Don’t come into the gym every day, jump up on the rig and try to do kipping pull-ups, this is not going to help you.
It’s my general rule of thumb that you should be able to do 5 strict pull-ups before even attempting kipping pull-ups.
So, you might make kipping pull-ups a long-term goal while making strict pull-ups a short-term goal.
Still, you don’t want to focus on strict pull-ups.
You’ll want to focus on the things that will help you achieve strict pull-ups.
Getting stronger and losing weight are the two biggest things that will help you with pull-ups.
To get stronger, the first thing you should focus on is making it to the gym on a regular basis. Also doing some extra strength work before or after class is a good start, as well as completing the extra credit work.
The thing that will help the majority of us the most, in all aspects of life (especially pull-ups and all bodyweight exercises) is weight loss.
Losing just 10lbs can have a dramatic effect on your bodyweight movements and your conditioning in general.
But again, you don’t want to focus on just losing 10, 20 or 30lbs.

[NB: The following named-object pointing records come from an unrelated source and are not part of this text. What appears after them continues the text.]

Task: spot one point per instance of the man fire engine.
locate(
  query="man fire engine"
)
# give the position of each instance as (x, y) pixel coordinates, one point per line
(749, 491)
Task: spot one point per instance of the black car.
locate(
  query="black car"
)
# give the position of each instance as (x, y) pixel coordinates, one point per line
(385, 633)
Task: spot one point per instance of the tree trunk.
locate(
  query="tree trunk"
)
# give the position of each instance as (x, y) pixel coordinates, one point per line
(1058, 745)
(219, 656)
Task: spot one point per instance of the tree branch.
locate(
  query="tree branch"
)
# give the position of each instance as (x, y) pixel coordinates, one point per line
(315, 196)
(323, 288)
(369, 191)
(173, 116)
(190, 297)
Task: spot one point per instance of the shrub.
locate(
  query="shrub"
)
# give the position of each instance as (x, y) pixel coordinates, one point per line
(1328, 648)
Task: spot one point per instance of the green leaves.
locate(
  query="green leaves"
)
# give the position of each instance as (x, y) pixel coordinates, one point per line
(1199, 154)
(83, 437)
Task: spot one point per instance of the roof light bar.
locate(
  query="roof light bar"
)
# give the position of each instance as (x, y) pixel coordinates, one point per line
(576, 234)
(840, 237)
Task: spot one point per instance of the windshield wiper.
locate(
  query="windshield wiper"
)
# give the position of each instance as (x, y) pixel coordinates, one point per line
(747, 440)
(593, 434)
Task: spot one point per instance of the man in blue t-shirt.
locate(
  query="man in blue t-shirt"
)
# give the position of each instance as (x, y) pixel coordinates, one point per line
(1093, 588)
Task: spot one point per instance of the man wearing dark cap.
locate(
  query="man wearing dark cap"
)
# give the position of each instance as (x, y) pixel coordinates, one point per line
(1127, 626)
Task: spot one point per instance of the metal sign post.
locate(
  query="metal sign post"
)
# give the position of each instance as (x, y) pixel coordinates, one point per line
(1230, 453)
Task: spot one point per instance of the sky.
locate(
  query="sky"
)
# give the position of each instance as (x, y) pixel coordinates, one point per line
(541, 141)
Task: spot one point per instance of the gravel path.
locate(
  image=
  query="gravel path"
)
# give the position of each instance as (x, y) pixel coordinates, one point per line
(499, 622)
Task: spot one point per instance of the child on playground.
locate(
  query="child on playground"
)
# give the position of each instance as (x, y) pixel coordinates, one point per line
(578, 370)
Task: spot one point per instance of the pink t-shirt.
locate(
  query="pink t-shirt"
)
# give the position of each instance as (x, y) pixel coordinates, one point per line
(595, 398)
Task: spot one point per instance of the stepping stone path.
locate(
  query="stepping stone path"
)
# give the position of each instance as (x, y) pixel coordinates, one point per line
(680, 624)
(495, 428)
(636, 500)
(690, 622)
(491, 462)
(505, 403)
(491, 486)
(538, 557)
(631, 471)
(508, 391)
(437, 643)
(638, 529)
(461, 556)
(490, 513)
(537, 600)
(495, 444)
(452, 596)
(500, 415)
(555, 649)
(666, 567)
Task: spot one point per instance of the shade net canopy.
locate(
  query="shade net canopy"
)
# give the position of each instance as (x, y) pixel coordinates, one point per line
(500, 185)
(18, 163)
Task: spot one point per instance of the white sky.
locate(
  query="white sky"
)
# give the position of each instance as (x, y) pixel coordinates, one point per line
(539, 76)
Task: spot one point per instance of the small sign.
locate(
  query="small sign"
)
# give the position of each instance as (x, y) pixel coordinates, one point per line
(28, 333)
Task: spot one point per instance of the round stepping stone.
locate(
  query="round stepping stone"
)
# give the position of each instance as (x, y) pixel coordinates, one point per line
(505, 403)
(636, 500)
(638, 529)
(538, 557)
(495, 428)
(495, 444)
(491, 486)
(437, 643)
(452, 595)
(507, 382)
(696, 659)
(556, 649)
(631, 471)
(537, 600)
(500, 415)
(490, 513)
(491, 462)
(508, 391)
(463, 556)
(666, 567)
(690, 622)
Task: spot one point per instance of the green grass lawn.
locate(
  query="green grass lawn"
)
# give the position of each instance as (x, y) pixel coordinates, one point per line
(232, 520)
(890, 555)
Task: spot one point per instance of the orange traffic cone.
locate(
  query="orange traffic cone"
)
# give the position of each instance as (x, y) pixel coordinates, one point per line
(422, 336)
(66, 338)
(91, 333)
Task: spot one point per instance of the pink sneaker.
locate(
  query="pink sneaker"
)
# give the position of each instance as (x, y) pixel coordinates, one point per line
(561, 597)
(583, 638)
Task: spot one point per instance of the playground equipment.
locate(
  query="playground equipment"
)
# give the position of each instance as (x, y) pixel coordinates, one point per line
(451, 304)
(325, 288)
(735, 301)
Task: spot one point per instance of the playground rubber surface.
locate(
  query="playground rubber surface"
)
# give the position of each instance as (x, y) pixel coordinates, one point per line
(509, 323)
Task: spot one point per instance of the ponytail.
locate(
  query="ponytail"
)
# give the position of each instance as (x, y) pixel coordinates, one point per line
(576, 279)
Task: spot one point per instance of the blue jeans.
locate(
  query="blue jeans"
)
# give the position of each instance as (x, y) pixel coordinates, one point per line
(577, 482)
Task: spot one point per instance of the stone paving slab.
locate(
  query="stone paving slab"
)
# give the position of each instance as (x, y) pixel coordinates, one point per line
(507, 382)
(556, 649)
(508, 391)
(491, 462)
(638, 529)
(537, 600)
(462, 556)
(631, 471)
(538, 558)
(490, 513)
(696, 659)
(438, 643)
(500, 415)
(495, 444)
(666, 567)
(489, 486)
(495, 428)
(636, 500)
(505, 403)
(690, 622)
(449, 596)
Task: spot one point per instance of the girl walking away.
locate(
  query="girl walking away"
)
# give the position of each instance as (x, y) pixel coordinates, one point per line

You want to focus on the things that will allow you to achieve that.
Focus on making good food choices on a day to day basis.
Focus on making it to the gym and pushing yourself outside your comfort zone.
Don’t think about losing the weight, that is the hard part.
Focus on the "easier" things like coming to the gym and making good food choices one meal at a time. If you do these “easier” things on a regular basis then the weight loss will eventually come.
What I want everyone to take away from this is that if you truly want results, then you need to come up with a realistic set of goals.
And that once you have these goals, you need to break them down into smaller steps that you focus on and tackle one at a time.
I’m sure many of you have heard me say “baby steps” at least once.
I first heard this term from the move “What about Bob” and it has stuck with me my entire life.
Everybody wants the end result and they want it now.
I know it’s hard to believe this day in age, but not everything works that way, especially fitness and weight loss.
If you want to be able to do pull-ups or lose 20lbs, don’t try jumping to the next floor, take the steps one at a time.